Изменчивая политическая конъюнктура продолжает негативно сказываться на исторических публикациях, особенно посвященных таким непростым по природе и постижению, интерпретации страниц прошлого, как Гражданская война, а также неразрывно связанных с ней фактов и процессов иностранной военной интервенции и чужестранной оккупации.

Наглядным подтверждением высказанному наблюдению являются противоречащие научным подходам тенденции в новейшей украинской историографии. В академических изданиях обобщающего, итогового характера отрицается сам факт Гражданской войны в Украине [2, с. 20; 5, с. 10]. Он ловко подменяется утверждениями о «военно-политическом противоборстве», как правило, инспирированном большевистскими агрессиями со стороны Советской России [2, с 20; 5, с. 10]. Одновременно предлагается весьма изобретательная словесная эквилибристика относительно таких устоявшихся на протяжении десятилетий феноменов, как австро-германская оккупация Украины в 1918 г., а также военная интервенция стран Антанты, начавшаяся в конце 1918 г. в Крыму и южных украинских портах. В первом случае предлагается весьма «оригинальная» терминологическая и смысловая трактовка — «Австро-германских войск контроль над территорией Украины 1918 г.» [4, с. 19-20], а во втором — «Антанты воинское присутствие на Юге Украины 1918-1919» [1, с. 94]. Очевидно, стремлением найти некий «примирительный», «смягчающий», паллиативный вариант между хорошо известными объективными реалиями и не во всем убедительной их терминологически-понятийной оценкой является вводимая в научный оборот новейшая дефиниция «нетипичная оккупация», которой характеризуется ситуация в Украине в 1918 г. [6]
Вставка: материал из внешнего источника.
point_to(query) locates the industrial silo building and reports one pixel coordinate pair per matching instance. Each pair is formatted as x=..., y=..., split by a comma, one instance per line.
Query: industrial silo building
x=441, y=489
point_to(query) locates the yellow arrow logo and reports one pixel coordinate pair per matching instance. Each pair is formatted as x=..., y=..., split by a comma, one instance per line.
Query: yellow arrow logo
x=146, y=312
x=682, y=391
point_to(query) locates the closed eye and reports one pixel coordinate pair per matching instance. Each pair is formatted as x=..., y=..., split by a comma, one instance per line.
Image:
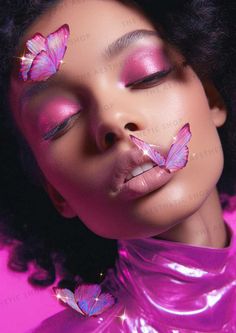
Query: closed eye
x=150, y=80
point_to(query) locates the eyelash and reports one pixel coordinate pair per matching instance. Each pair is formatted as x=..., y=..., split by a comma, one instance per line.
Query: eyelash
x=147, y=82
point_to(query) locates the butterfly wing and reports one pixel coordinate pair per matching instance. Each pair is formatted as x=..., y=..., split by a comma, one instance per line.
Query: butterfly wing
x=56, y=44
x=36, y=44
x=26, y=63
x=67, y=297
x=42, y=67
x=105, y=300
x=155, y=156
x=178, y=153
x=85, y=296
x=91, y=301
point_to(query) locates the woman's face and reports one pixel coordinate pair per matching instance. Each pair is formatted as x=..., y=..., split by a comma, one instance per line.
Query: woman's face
x=99, y=97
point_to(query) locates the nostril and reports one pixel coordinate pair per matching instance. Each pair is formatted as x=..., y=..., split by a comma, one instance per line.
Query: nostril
x=110, y=138
x=131, y=127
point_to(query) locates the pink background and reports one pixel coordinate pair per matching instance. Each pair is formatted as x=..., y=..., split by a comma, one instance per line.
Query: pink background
x=22, y=307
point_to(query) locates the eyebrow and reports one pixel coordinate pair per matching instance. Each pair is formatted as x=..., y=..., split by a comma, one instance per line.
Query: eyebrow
x=126, y=40
x=112, y=50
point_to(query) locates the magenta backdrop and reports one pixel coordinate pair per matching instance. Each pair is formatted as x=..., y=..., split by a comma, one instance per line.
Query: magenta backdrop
x=22, y=307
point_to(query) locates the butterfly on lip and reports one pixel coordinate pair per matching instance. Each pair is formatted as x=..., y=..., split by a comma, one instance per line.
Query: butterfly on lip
x=177, y=156
x=45, y=55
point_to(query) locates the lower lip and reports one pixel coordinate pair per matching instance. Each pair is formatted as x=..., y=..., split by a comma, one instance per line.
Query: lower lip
x=145, y=183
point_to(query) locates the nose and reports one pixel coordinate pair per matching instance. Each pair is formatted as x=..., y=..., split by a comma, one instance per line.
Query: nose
x=114, y=116
x=108, y=135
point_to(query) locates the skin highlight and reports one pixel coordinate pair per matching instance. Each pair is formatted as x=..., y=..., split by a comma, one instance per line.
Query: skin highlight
x=79, y=164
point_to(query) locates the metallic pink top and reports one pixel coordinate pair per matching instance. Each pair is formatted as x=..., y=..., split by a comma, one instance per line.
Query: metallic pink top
x=164, y=287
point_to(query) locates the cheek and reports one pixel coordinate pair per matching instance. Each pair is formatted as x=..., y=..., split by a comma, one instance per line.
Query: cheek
x=192, y=184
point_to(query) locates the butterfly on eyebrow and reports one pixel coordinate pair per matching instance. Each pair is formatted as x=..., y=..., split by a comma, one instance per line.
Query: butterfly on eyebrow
x=45, y=55
x=177, y=155
x=87, y=299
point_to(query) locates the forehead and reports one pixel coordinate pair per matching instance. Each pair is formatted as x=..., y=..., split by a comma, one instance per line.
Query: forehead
x=94, y=24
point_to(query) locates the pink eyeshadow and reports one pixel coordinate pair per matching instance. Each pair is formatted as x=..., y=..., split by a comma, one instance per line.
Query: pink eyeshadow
x=143, y=62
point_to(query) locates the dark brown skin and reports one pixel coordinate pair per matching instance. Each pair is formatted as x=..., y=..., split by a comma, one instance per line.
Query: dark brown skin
x=78, y=166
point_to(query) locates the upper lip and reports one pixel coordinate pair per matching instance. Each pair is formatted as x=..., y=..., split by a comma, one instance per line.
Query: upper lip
x=126, y=162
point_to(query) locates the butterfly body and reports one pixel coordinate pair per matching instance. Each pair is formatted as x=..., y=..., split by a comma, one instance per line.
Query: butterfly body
x=87, y=299
x=45, y=55
x=177, y=156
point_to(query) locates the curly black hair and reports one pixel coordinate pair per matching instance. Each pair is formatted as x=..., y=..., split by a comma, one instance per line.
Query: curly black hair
x=204, y=33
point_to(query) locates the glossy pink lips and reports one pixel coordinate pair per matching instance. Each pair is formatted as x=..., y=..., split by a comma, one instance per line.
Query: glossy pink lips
x=159, y=175
x=177, y=155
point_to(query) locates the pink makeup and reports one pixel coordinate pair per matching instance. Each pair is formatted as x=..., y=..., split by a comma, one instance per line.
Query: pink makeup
x=55, y=112
x=140, y=172
x=144, y=61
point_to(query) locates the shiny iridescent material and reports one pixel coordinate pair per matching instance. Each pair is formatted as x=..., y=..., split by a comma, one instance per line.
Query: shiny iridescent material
x=164, y=287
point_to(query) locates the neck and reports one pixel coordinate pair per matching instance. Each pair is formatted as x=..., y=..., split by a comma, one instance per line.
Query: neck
x=205, y=227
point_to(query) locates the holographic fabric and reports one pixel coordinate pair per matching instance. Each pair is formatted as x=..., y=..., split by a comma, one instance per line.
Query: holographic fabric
x=164, y=287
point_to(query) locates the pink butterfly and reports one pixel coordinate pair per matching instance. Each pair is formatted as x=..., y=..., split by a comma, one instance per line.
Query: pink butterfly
x=87, y=299
x=177, y=155
x=45, y=55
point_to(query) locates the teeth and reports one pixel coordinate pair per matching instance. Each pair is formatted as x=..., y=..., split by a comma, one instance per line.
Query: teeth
x=140, y=169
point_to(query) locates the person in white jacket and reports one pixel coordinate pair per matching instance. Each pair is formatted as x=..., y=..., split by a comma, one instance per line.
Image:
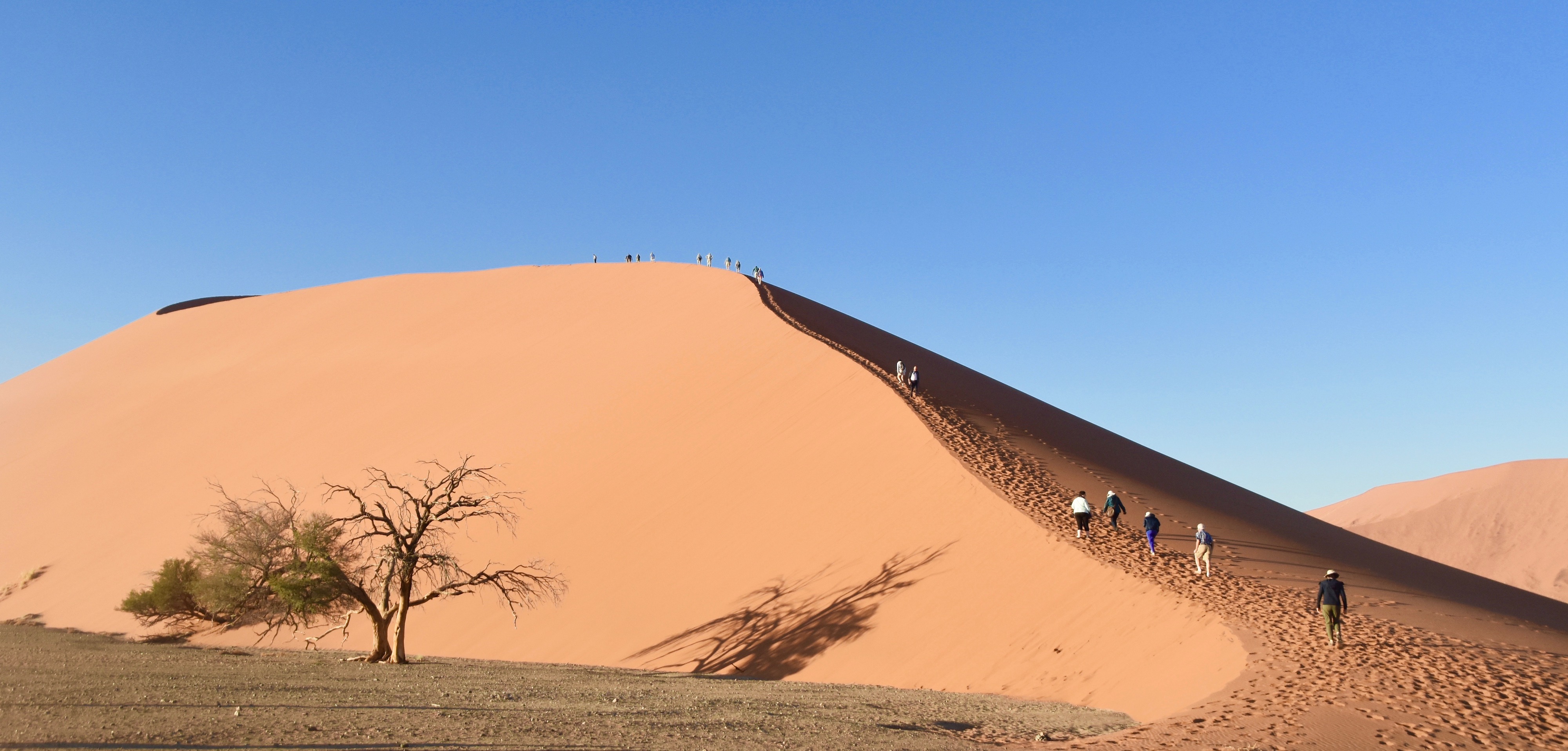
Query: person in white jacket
x=1081, y=513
Такое, можно сказать, ключевое «категориальное» словотворчество порождает целую цепочку производных определений марионеточного режима, как, например: «гетманат П. Скоропадского — модель консервативной революции», «гетманская Украинская Держава — малороссийский проект» и много тому подобных.

Автору данного сообщения приходилось не один раз обращаться к затронутому аспекту, публично доказывать целесообразность если не строго текстуального, адекватного заимствования терминологии из документов эпохи (в некоторых случаях уточняющая коррекция и возможна, и даже желательна, логично оправдана), то, во всяком случае, приближения используемого понятийного инструментария к содержательной, смысловой основе источников, сформировавшейся непосредственно в процессе изучаемых событий [7; 9; 10; 11].

Среди прочих мотивов, рядом с призывом отказаться от игнорирования документальных изданий с воспроизведением источников, в том числе зарубежного происхождения, только потому, что они появлялись в советское время, содержались обращения к новейшим публикациям интернациональных коллективов исследователей [3], сущностно аутентичных в терминологических проявлениях с давно устоявшимися представлениями и оценками. Такие издания, выстроенные на скрупулезном использовании документов и материалов иностранного происхождения, продолжают время от времени пополнять историографический арсенал ученых. Среди них и недавний выход в свет книги «Украина-1918. Взгляд из Германии» [12].

Книгу подготовило издательство «Содружество “Посев”» в переводе с немецкого, с предисловием и комментариями Л.В. Ланника. В книгу вошло три публикации непосредственных участников событий: Ханса Тинтрупа «Война на Украине» (впервые появилась в 1919 г. в Штутгарте и переиздана в 1938 г. в Эссене), Фридриха Шрадера «Беженцем через Украину: из дневника моего бегства из Константинополя» (опубликована в 1919 г. в Тюбенгене) и Карла Гельсхорна «С германскими войсками на Украине: к истории германской катастрофы» (Кенингсберг, 1919).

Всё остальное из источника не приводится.